Skeletal muscle is one of the largest organs in the body and plays a major role during whole-body glucose homeostasis. Insulin resistance (IR) of skeletal muscle is one early hallmark in the development of type 2 diabetes (T2D) (1). Therefore, the identification of novel targets for improving skeletal muscle IR represents a fundamental challenge and plays a key role in developing novel therapeutic strategies for T2D. In contrast to the very limited nonexercise-based strategies to combat IR, physical activity is well known to exert multiple beneficial effects on the progression of IR and T2D (2,3). However, our knowledge on the cellular mechanisms mediating these adjuvant actions of physical activity remains incomplete.
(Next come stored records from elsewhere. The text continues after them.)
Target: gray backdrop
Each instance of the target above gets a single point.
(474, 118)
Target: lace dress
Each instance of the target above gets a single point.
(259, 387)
Exercise is accompanied by a reduction in intramuscular oxygen tension, resulting in enhanced HIF-1α protein expression (4). In response to cellular hypoxia, HIF-1α is activated to regulate the transcription of >100 target genes, e.g., glycolytic enzymes and glucose transporters (5). Furthermore, it could be shown that loss of HIF-1α in murine skeletal muscle cells impairs GLUT4 translocation and glucose uptake, indicating a possible role for HIF-1α in the regulation of skeletal muscle glucose metabolism (6). One particular aspect of skeletal muscle is that HIF-1α protein is highly expressed in this tissue even in normoxic conditions, suggesting that HIF-1α function on muscle homeostasis is not exclusively dependent on the oxygen state of the muscle cell (7). Importantly, endurance exercise under hypoxia is known to be even more efficient to improve glycemic control in individuals with T2D (8), potentially reflecting the synergistic or additive regulation of HIF-1α downstream target genes. Therefore, we hypothesized that the molecular analysis of hypoxic muscle contraction may pave the way to identify novel targets for improving skeletal muscle IR.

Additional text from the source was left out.